The difference between reality and theory for an e-mail address is huge. I want to drive a bit of open discussion as implementation of e-mail software, directories, and operational environments; fall somewhere along that gap. That is to say that there is much software and services that support e-mail that don't quite implement everything that the standards allow. There are also really good reasons to not support everything that the standards allow
I would recommend against the really special processing such as comments (), and quoted strings. These serve very little value, and are a place where trouble can hide.
e-mail address according to standards
I am not going to replicate the full definition of what can be in an email address from a standards perspective as there are fantastic write-up that is very readable on the wikipedia, and a nice graphic available from Jochen Topf . I will just pull some examples of just how ugly an email address can be. I am sure you all didn't know these are possible:- prettyandsimple@example.com
- very.common@example.com
- disposable.style.email.with+symbol@example.com
- "very.unusual.@.unusual.com"@example.com
- "very.(),:;<>[]\".VERY.\"very@\\ \"very\".unusual"@strange.example.com
- #!$%&'*+-/=?^_`{}|~@example.org
- "()<>[]:,;@\\\"!#$%&'-/=?^_`{}| ~.a"@example.org
- user@[IPv6:2001:DB8::1]
- Latin alphabet (with diacritics): Pelé@example.com
- Greek alphabet: δοκιμή@παράδειγμα.δοκιμή
- Traditional Chinese characters: 我買@屋企.香港
- Japanese characters: 甲斐@黒川.日本
- Cyrillic characters: чебурашка@ящик-с-апельсинами.рф
- Hindi email address: संपर्क@डाटामेल.भारत
Little bobby drop tables is possible
Direct impact
I have been working with developers on an implementation of "Direct". For those that don't know about "Direct", it is simply a profile of e-mail for use within USA healthcare. I was one of those that was involved in "The Direct Project", and wrote the security section and risk assessments. I am sorry that FHIR didn't exist at that time, as it would have been quickly selected over this e-mail solution. The e-mail solution is sub-optimal at best.
The diagram shows the various parts. It is just the sending side, but it shows various parts that all will be impacted by the e-mail address. Most can just process the e-mail address as a string. But some need to do more with it than that.
Direct uses secure email (S/MIME), uses X.500 certificates to protect endpoints authentication, authorization, and confidentiality of communication. It has two mechanisms for discovering a certificate given an email address. And there are trust organizations, like DirectTrust.org, that provide governance and certificate services.
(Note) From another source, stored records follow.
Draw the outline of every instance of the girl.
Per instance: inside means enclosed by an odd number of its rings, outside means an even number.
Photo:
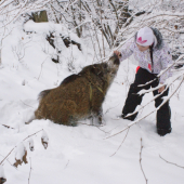
[[[130,86],[121,115],[123,119],[133,121],[136,118],[137,113],[129,117],[126,116],[133,113],[136,106],[141,104],[144,94],[139,95],[137,92],[143,89],[148,90],[150,87],[156,88],[160,84],[159,90],[155,90],[153,93],[154,95],[161,93],[165,90],[163,83],[166,79],[171,76],[171,71],[168,69],[159,78],[157,75],[172,64],[172,58],[169,48],[162,40],[161,34],[158,29],[152,27],[141,28],[135,34],[135,37],[122,47],[121,51],[114,51],[114,53],[118,55],[120,61],[123,61],[133,54],[140,65],[135,75],[135,80]],[[169,89],[155,100],[156,107],[162,103],[162,97],[167,96],[168,93]],[[171,110],[168,101],[157,110],[157,132],[159,135],[163,136],[171,132],[170,118]]]

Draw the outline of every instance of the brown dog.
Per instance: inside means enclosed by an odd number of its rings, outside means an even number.
[[[107,63],[89,65],[65,78],[60,87],[42,91],[36,119],[76,126],[78,120],[95,117],[101,123],[102,103],[118,68],[119,58],[114,55]]]

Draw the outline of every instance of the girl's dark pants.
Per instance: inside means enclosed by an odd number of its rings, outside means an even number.
[[[154,79],[156,79],[156,80],[148,84],[145,84],[146,82],[149,82]],[[144,86],[139,87],[140,84],[144,84]],[[148,90],[150,87],[155,88],[158,84],[159,84],[159,80],[155,74],[150,74],[146,69],[140,68],[135,75],[134,82],[130,86],[128,97],[126,100],[126,104],[122,109],[122,118],[129,119],[129,120],[134,120],[137,116],[137,113],[135,115],[128,117],[128,118],[126,118],[126,116],[130,113],[133,113],[135,110],[136,106],[141,104],[144,94],[139,95],[137,92],[143,89]],[[153,93],[154,93],[154,96],[159,94],[158,90],[155,90]],[[169,89],[155,100],[155,107],[158,107],[162,103],[162,101],[163,101],[162,97],[167,96],[168,93],[169,93]],[[171,118],[171,110],[170,110],[169,101],[168,101],[165,105],[162,105],[157,110],[157,132],[158,133],[159,133],[159,131],[163,131],[163,134],[171,132],[170,118]]]

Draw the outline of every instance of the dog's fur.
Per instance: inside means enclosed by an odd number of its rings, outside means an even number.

Hidden Practice - Remedial e-mail address
Most would not fully support all the capability of an e-mail address as defined in the standard. But most would also not tell others of their self-imposed restrictions. These restrictions might be because of their technology, but might be because of some organizational policy. Such as email systems that use a file-system architecture would limit the email address to what can be represented 'safely' in an file-system directory.Most likely today email address are restricted to alpha, number, period, underscore, and hyphen.
- simple@example.com
- very.common@example.com
- also-common@example.com
- remedial-combinations_with.all@example.com
Thus not allowed are ampersand, asterisk, plus, slash, equal, question, carrot, curly-brackets, or tilde. This restriction is not too worrisome.
Internationalization
The Direct Project has not endorsed RFC 6530, which extended e-mail addressing to International Characters. So, they don't need to worry (or support) the international characters
Some worry about the International characters because of the fact that there are some characters in that set that 'look' exactly like ASCII characters, thus easy to fool a human. This is less of a concern with Direct as all addresses are looked-up to find their Certificate, and that Certificate must chain to a Trusted Certificate Authority. Thus this attack would not work unless a Certificate Authority has accepted a deviant email address and issued a Certificate. And if a CA did this, then that CA should not be trusted. So within Direct there is protection against this attack.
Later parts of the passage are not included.